On 27 January 2022, the Competition and Markets Authority (the CMA) formally launched a market study into music streaming services.
The market study will look at whether competition in the music streaming value chain is operating in the interest of consumers, and whether competition is working well. It will focus on three key areas: competition between music companies; competition between music streaming services; and the impact on competition of relationships between music companies and music streaming services.
The CMA is currently seeking industry stakeholders’ views on the proposed scope of the market study. The consultation is open until 17 February 2022.
What is a market study?
Market studies are conducted under the CMA’s general review function pursuant to the Enterprise Act 2002 (as amended by the Enterprise and Regulatory Reform Act 2013). They are examinations into the causes of why particular markets may not be working well, taking an overview of regulatory and other economic drivers of consumer and business behaviour.
The CMA gathers the required information during the market study by issuing information requests. Where necessary, the CMA will use its statutory investigatory powers to ensure that the information requests are answered completely and in a timely manner. The CMA may use its powers to require any person to attend a specified place to give evidence; require any person to produce specified documents or categories of documents; and require any person carrying on business to supply specified forecasts, estimates, returns or other information. Importantly, the CMA has the power to impose penalties for failure to comply. Penalties may be imposed in the form of a fixed amount, by reference to a daily rate, or using a combination of the two. Maximum penalty amounts are £30,000 (in the case of a fixed amount) and £15,000 (in the case of a daily penalty).
Why was the market study launched?
Streaming has transformed the music industry landscape. It has helped to restore growth in the sector and made it easier for new artists to share their music. However, while this shift in how music is accessed has had some clear benefits, some stakeholders have voiced concerns that the streaming market may not be working as well as it ought to. In particular, last year’s publication of the House of Commons Digital, Culture, Media and Sports Committee’s (the Committee) report on the economics of music streaming highlighted that the main issues in the market relate to remuneration, contractual structures, lack of transparency, and competition.
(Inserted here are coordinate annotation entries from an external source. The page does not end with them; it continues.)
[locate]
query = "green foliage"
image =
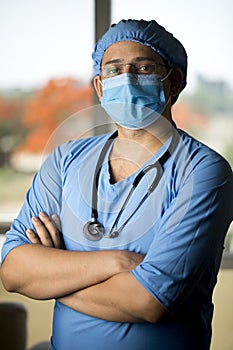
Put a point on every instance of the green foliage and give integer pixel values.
(211, 98)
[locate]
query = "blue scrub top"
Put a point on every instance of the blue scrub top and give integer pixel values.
(180, 228)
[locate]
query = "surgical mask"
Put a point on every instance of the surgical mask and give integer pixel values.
(134, 101)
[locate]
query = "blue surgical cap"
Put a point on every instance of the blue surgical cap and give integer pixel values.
(148, 33)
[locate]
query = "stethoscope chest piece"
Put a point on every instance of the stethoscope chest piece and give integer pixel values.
(93, 230)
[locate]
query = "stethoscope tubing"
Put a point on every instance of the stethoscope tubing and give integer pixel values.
(114, 231)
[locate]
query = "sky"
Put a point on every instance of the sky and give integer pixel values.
(41, 39)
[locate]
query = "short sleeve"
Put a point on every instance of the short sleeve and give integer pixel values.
(190, 236)
(44, 195)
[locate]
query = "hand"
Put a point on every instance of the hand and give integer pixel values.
(48, 231)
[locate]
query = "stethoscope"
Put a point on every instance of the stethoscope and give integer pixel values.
(93, 230)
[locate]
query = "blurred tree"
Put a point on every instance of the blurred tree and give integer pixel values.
(211, 97)
(49, 107)
(11, 129)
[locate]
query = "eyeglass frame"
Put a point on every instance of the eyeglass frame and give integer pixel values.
(136, 67)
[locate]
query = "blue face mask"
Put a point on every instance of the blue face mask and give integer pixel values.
(134, 101)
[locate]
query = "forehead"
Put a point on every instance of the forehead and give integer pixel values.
(129, 50)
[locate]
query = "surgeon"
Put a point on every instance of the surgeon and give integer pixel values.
(143, 211)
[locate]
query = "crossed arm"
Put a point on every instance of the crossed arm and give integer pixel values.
(97, 283)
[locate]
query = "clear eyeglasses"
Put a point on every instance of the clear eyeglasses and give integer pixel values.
(113, 69)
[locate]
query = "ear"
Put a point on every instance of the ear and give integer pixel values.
(98, 86)
(176, 79)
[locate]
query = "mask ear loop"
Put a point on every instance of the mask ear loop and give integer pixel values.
(166, 76)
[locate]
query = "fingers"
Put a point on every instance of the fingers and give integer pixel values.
(32, 236)
(48, 231)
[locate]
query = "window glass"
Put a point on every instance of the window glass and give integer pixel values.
(45, 72)
(205, 107)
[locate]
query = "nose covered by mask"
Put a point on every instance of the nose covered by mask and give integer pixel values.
(133, 101)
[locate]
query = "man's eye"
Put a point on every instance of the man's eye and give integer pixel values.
(146, 68)
(112, 70)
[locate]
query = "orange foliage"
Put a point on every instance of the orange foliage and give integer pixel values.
(49, 107)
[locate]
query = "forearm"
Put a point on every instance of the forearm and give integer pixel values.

The Committee made a number of recommendations for both legislative reform and policy and regulatory intervention, including:
- recommendations relating to creator remuneration and music rights – such as a right to equitable remuneration; a right for artists to recapture the rights to their works after a period of time and a right to contract adjustment if their works are successful beyond the remuneration they receive; improving contract transparency; and tackling data issues, such as the provision of metadata identifying copyrights;
- recommendations relating to music streaming services – such as research on the impact of streaming services’ algorithms; ensuring transparency regarding payments for playlists; greater licensing obligations on services hosting user-generated content; and the clarification and enforcement of copyrights applying to livestreaming; and
- recommendations relating to competition – a market study by the CMA into the economic impact of the major music groups’ (Sony Music Group, Universal Music Group and Warner Group) dominance in the market; and regulation of competition issues caused by vertical integration and leveraging through the government’s proposed pro-competition regime for digital markets.
After the publication of the report, the government launched a consultation on the proposed pro-competitive regime for organisations active in digital markets overseen by the Digital Markets Unit (the DMU) within the CMA. The DMU will be given extensive enforcement and investigative powers, including to impose significant financial penalties. The consultation closed in October 2021 and the government is currently analysing feedback. More detail on the proposed new regime can be found on reedsmith.com.
The government also noted the Committee’s concerns that the possible market dominance of the major music groups and the potential for agreements between them and streaming services can stifle innovation. However, it expressed the view that the digital era has also created many new opportunities for artists to create and release their music without the involvement of those groups. Therefore, any action by the government would necessarily be led by extensive evidence. The government has written to the CMA, which responded in October 2021 by indicating its intention to launch a market study.